C:\Program Files\Common Files\Real\Update_OB\realsched.exe

RealAlternative is worth considering as a replacement for real player

http://fileforum.betanews.com/detail/1054136293/1

[drrobotnik]

I removed RealPlayer, and installed windows defender. Is it any good?

[Lisandro]

I removed RealPlayer, and installed windows defender. Is it any good?

Well... it's good to have Windows Defender.
You can choose other player if you want.
But, both programs aren't related one with the other. You can use both, you can live without both...

[Spiritsongs]

   Hi Drrobotnik :

      It is not wise to have installed the newly released Ad-Aware 2007; it
      would be wise to read OUR Topic about it at
      http://forum.avast.com/index.php?topic=28744.0  .

      And the 2 Best antiSPYWARE/antiTROJAN programs, according to many
      Malware-fighting Experts on many Online Support Forums are :
      1) SUPERAntiSpyware from www.superantispyware.com ( I use the FREE
       version ) AND 2) AVG Antispyware, most easily downloaded from
       www.ewido.net .

      And IF you uninstall the no longer top antiSPYWARE program Spybot,
      it would be wise to use the Good & FREE SpywareBlaster from
      www.javacoolsoftware.com .

      When I had "Windows Defender" on my computer, I uninstalled it after
      several days because of the problems I was experiencing .

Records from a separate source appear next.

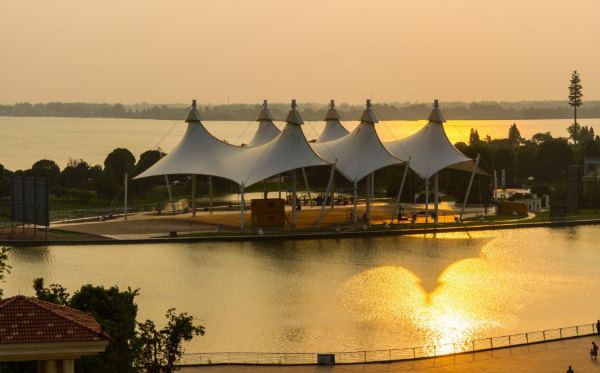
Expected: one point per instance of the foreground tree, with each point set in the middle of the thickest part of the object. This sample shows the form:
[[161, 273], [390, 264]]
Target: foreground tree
[[514, 136], [575, 101], [3, 266], [160, 351], [551, 160]]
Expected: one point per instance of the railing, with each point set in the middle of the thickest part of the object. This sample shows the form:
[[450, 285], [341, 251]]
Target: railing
[[374, 356]]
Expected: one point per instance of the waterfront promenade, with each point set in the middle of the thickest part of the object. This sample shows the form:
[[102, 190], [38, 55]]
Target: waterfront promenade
[[553, 356]]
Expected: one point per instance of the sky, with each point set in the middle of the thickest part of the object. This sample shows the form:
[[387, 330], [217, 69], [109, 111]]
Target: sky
[[244, 51]]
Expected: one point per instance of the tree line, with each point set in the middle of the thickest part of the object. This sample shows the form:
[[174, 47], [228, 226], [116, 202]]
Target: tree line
[[134, 347], [313, 112]]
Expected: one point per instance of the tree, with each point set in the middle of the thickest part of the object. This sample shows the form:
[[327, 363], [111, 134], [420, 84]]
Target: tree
[[574, 132], [525, 162], [159, 352], [121, 162], [589, 148], [514, 136], [575, 101], [474, 137], [3, 266], [47, 169], [504, 159], [541, 137], [115, 311], [551, 159]]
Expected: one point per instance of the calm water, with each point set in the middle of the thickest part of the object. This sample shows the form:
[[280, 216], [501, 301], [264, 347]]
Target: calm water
[[344, 295], [24, 141]]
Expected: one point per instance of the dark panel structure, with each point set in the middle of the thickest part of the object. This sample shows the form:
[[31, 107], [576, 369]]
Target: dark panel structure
[[30, 200]]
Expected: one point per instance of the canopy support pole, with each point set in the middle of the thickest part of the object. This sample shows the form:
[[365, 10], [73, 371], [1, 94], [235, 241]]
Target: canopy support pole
[[426, 200], [368, 197], [331, 197], [266, 189], [125, 211], [170, 195], [306, 182], [210, 192], [327, 193], [469, 189], [294, 197], [193, 195], [436, 194], [372, 188], [242, 206], [400, 191], [355, 202]]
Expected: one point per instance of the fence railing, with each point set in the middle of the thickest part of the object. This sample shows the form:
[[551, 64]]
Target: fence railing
[[375, 356]]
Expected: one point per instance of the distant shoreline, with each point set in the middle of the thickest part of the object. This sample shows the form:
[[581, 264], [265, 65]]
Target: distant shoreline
[[312, 112]]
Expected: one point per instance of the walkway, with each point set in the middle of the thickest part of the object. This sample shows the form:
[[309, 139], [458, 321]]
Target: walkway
[[555, 356]]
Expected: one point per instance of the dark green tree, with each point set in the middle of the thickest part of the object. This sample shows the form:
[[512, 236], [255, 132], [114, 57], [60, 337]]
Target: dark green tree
[[4, 268], [47, 169], [589, 148], [148, 159], [474, 137], [540, 137], [121, 162], [551, 160], [160, 351], [115, 311], [525, 162], [575, 101], [514, 136], [504, 159]]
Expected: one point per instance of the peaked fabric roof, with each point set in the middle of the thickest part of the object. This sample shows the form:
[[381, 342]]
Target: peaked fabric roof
[[201, 153], [358, 153], [29, 320], [333, 128], [266, 129], [430, 149]]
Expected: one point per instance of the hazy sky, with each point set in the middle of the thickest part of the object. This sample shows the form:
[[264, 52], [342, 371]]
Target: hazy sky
[[313, 51]]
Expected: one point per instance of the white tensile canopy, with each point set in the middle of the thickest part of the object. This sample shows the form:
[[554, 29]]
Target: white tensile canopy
[[200, 153], [266, 129], [358, 154], [430, 150], [333, 128]]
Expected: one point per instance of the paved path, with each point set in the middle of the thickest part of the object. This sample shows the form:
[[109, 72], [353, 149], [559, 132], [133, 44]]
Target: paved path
[[544, 357]]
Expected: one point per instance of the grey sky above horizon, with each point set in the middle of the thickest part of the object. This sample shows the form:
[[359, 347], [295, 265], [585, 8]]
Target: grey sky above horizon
[[309, 50]]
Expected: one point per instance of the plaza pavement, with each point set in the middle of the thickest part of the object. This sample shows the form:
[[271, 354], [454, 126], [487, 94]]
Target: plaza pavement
[[546, 357], [149, 225]]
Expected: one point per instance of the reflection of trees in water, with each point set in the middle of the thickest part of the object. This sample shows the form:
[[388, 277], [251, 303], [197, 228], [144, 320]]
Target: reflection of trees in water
[[441, 291], [36, 254]]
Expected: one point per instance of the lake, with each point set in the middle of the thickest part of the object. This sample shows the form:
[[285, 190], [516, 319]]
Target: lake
[[24, 140], [343, 294]]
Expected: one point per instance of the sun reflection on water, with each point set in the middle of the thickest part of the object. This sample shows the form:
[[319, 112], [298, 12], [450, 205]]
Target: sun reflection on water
[[467, 302]]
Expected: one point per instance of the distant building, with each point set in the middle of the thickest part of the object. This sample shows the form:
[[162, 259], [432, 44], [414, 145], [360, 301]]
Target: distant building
[[31, 329]]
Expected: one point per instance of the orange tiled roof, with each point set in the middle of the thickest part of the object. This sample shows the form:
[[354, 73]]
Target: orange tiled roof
[[29, 320]]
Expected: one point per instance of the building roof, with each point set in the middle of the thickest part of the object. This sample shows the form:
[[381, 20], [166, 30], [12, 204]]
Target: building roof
[[29, 320]]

      AND it is better NOT to use the "Beta" ver of HijackThis .

[Lisandro]

It is not wise to have installed the newly released Ad-Aware 2007

Why not?
Is there any problem with this new version?

[DavidR]

I think the link given by Spiritsongs (after your selective quote) casts doubts on its readiness for general release. However they are responding to issues, personally I'm sticking with the earlier version until adaware 2007 matures some more.

[FreewheelinFrank]

    It is not wise to have installed the newly released Ad-Aware 2007; it
      would be wise to read OUR Topic about it at
      http://forum.avast.com/index.php?topic=28744.0  .

      And the 2 Best antiSPYWARE/antiTROJAN programs, according to many
      Malware-fighting Experts on many Online Support Forums are :
      1) SUPERAntiSpyware from www.superantispyware.com ( I use the FREE
       version ) AND 2) AVG Antispyware, most easily downloaded from
       www.ewido.net .

If you read my comments in that topic, you will see that I compare the new service in Ad-Aware to the existing service in SUPERAntiSpyware.

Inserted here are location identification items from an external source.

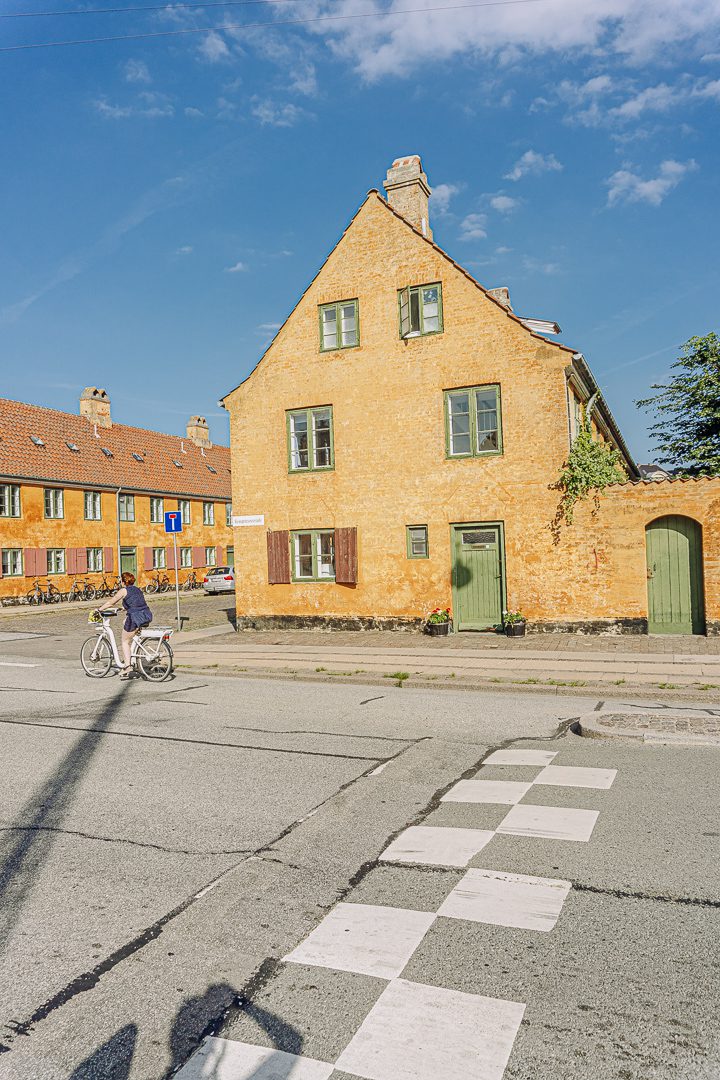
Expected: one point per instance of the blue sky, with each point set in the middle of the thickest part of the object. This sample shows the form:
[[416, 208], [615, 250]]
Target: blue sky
[[164, 201]]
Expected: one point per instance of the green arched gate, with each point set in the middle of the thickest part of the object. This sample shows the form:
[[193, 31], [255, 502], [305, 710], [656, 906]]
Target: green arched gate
[[676, 603]]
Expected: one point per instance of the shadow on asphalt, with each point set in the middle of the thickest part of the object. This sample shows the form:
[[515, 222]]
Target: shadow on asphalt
[[24, 856]]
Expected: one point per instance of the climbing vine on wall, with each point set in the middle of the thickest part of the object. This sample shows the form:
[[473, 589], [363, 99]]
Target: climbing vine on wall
[[592, 466]]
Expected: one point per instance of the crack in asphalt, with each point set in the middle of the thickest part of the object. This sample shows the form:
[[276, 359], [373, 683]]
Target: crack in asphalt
[[89, 980], [122, 839]]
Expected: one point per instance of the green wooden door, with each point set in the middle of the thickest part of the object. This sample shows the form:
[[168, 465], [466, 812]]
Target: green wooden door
[[477, 578], [675, 576]]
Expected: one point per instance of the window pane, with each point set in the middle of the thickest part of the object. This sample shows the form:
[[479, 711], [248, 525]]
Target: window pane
[[325, 550], [299, 457], [322, 439], [349, 324], [487, 420], [329, 328]]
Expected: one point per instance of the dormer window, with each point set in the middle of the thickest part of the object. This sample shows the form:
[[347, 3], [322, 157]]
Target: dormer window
[[421, 310]]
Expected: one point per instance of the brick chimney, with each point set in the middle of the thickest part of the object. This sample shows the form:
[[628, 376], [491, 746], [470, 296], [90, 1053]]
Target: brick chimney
[[199, 431], [95, 406], [408, 192]]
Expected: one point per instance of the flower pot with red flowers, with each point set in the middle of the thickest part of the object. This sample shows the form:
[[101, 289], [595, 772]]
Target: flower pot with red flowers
[[438, 622]]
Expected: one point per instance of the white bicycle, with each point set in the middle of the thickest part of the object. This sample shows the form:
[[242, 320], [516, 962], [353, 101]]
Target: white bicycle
[[150, 652]]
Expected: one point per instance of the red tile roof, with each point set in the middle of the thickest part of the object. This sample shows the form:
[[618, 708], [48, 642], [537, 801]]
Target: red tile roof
[[90, 467]]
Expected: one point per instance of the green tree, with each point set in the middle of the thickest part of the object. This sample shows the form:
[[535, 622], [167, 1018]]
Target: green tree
[[687, 432]]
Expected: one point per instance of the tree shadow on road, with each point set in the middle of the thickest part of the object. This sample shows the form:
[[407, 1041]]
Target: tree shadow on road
[[30, 839]]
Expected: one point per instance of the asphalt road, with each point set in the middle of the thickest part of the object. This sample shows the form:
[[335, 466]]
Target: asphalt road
[[162, 849]]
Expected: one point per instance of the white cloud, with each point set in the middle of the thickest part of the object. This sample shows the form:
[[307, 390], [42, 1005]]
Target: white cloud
[[504, 203], [532, 164], [442, 196], [473, 227], [277, 116], [137, 71], [213, 48], [628, 187]]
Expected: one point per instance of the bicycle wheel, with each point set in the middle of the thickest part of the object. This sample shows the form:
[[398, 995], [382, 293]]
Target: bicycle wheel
[[158, 666], [96, 657]]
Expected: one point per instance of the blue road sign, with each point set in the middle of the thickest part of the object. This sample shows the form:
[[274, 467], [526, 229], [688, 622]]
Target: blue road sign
[[173, 521]]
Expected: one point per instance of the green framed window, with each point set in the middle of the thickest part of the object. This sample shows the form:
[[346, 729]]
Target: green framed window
[[54, 502], [416, 537], [56, 561], [310, 444], [473, 421], [93, 505], [420, 310], [126, 508], [313, 555], [339, 325], [12, 562], [10, 500]]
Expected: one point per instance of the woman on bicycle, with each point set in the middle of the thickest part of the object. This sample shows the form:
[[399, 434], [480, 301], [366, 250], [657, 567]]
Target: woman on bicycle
[[137, 617]]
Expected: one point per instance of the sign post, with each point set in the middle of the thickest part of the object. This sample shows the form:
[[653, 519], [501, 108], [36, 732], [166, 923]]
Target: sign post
[[174, 525]]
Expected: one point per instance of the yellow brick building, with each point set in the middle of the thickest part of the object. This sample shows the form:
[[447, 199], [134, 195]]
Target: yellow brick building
[[82, 497], [396, 449]]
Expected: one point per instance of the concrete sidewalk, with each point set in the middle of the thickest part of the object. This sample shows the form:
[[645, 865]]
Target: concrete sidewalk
[[562, 661]]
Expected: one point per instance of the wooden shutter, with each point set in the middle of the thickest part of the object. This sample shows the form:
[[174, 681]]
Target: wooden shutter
[[279, 557], [345, 556]]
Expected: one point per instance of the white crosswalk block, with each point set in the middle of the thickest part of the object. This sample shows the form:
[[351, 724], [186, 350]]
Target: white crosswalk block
[[506, 900], [552, 823], [227, 1060], [365, 939], [436, 847], [520, 757], [568, 775], [428, 1033], [503, 792]]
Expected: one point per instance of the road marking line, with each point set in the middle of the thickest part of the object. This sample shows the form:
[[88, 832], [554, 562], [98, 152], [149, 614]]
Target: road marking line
[[552, 823], [424, 1033], [506, 900], [365, 939], [227, 1060], [503, 792], [436, 846], [567, 775]]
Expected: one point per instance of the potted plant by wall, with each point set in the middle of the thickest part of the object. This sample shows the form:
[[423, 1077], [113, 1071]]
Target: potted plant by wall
[[514, 623], [438, 621]]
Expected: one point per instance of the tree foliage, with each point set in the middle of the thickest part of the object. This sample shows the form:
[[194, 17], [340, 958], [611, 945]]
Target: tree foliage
[[687, 432], [592, 466]]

It is totally hypocritical to suggest that users not install Ad-Aware and then in the same post recommend users install SUPERAntiSpyware: both leave a service installed. Please apply the same standards to both programs.

 

[Rafel]

If you don't run Superantispyware with windows there is not service installed.
You must check it.
Ad-Aware, AVG free of A2 free have a prcocess installed always.

[rdmaloyjr]

It is totally hypocritical to suggest that users not install Ad-Aware and then in the same post recommend users install SUPERAntiSpyware: both leave a service installed. Please apply the same standards to both programs.

If you uncheck "Show SUPERAntiSpyware icon in system tray" in SUPERAntiSpyware preferences, there won't be anything running in memory for SUPERAntiSpyware when it's not running.   

[FreewheelinFrank]

Sorry. It's been a while since I tried SAS and it definitely left a process running when I tired it. 

I'll have to have another look.

[FreewheelinFrank]

It is totally hypocritical to suggest that users not install Ad-Aware and then in the same post recommend users install SUPERAntiSpyware: both leave a service installed. Please apply the same standards to both programs.

Yes, you're right. The latest version doesn't leave anything running. The last time I tried SAS it left a process running permanently, but that was some time ago now. My apologies to Spiritsongs.